Below is an example of an integration test for our Patient endpoint. It demonstrates how we use the FastAPI TestClient, dependency overrides for RBAC authentication, and unittest.mock to safely test the creation of a new medical record without hitting the production Google Cloud API.

# tests/api/v1/test_patients.py

from unittest.mock import patch
from fastapi.testclient import TestClient
from app.main import app
from app.api.deps import get_current_user

client = TestClient(app)

def test_sync_patient_success():
    # 1. Mock RBAC Authentication
    class MockUser:
        email = "doctor_prueba@hwb.org"
        id = 1
        role = "doctor"
        organization_id = "org-123"

    app.dependency_overrides[get_current_user] = lambda: MockUser()

    # 2. Valid Pydantic Payload
    payload = {
        "patientId": "TEST-UNIT-001",
        "device_uid": "04:A2:TEST:UID",
        "patientInfo": {
            "lastName": "Test",
            "firstName": "User",
            "dob": "2020-01-01",
            "gender": "M",
            "bloodType": "O+",
            "address": {
                "street": "Test", "city": "Cucuta", "state": "NS", 
                "zipCode": "540001", "country": "COL"
            }
        },
        "guardianInfo": {
            "name": "Mom Test",
            "relationship": "Mother",
            "phone": "123456789"
        },
        "allergies": [],
        "medicalHistory": [],
        "vaccinationRecord": []
    }

    # 3. Mock External GCP Service & Execute
    with patch("app.api.v1.endpoints.patients.send_to_google_healthcare") as mock_gcp:
        mock_gcp.return_value = {"status": "success", "google_response": {}}

        response = client.post("/api/v1/patients/sync", json=payload)

        # Cleanup
        app.dependency_overrides.pop(get_current_user, None)

        # 4. Assertions (Matching PatientSyncResponse Schema)
        assert response.status_code == 201

        data = response.json()
        assert data["status"] == "success"
        assert data["internal_id"] == "TEST-UNIT-001"
        assert data["gcp_status"] == "success"
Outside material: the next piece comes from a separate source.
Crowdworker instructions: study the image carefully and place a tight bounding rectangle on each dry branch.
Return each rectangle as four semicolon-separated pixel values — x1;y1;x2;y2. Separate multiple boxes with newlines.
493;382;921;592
        mock_gcp.assert_called_once()

4. Pull Request (PR) Workflow

To maintain code quality and stability, all contributors must follow this workflow when submitting code:

Step 1: Branch Naming Convention

Create a new branch from main using the following prefixes:

  • feat/ for new features (e.g., feat/llm-icd11-mapping)
  • fix/ for bug fixes (e.g., fix/jwt-expiration)
  • docs/ for documentation updates
  • test/ for adding or updating tests

Step 2: Local QA Checks

Before pushing your branch, you must ensure:

  1. Lint checks pass (uv run ruff check).
  2. Scoped type checks pass (uv run mypy app/core/rate_limit.py app/core/logging.py --ignore-missing-imports).
  3. All local tests pass with coverage (uv run pytest --cov=app tests/).

Step 3: Opening the Pull Request

  • Open the PR against the develop branch (our integration and staging branch).
  • Provide a clear description of the changes. If the PR resolves an open issue, link it (e.g., "Closes #12").

Step 4: Code Review, Merge and CI/CD

  • Continuous Integration (CI): Primary quality gates run in Google Cloud Build (PR trigger + deploy trigger). GitHub Actions CI workflow is kept as manual backup.
  • Peer Review: At least one core maintainer must review and approve the PR.
  • Merge to Develop: Once approved and all checks pass, the maintainer will squash and merge the PR into develop. This action automatically triggers the continuous deployment pipeline to our staging environment on Google Cloud Run.
  • Production Releases: Periodically, the develop branch will be merged into the main branch to create stable production releases.

5. Remediation Program Execution Model

The active remediation effort (security, quality, functional consistency, and ISO 27001 technical evidence) is executed with strict traceability:

  • Working branch: feature/quality-compliance-test
  • Target branch: develop
  • Delivery rule: one phase equals one commit
  • Review rule: one PR per phase

Reference document:

Required evidence per phase

Every phase must include:

  1. Clear risk statement and scope.
  2. Technical change summary.
  3. Validation evidence (tests/checks run).
  4. Rollback instructions.
  5. Explicit impact statement for deployment.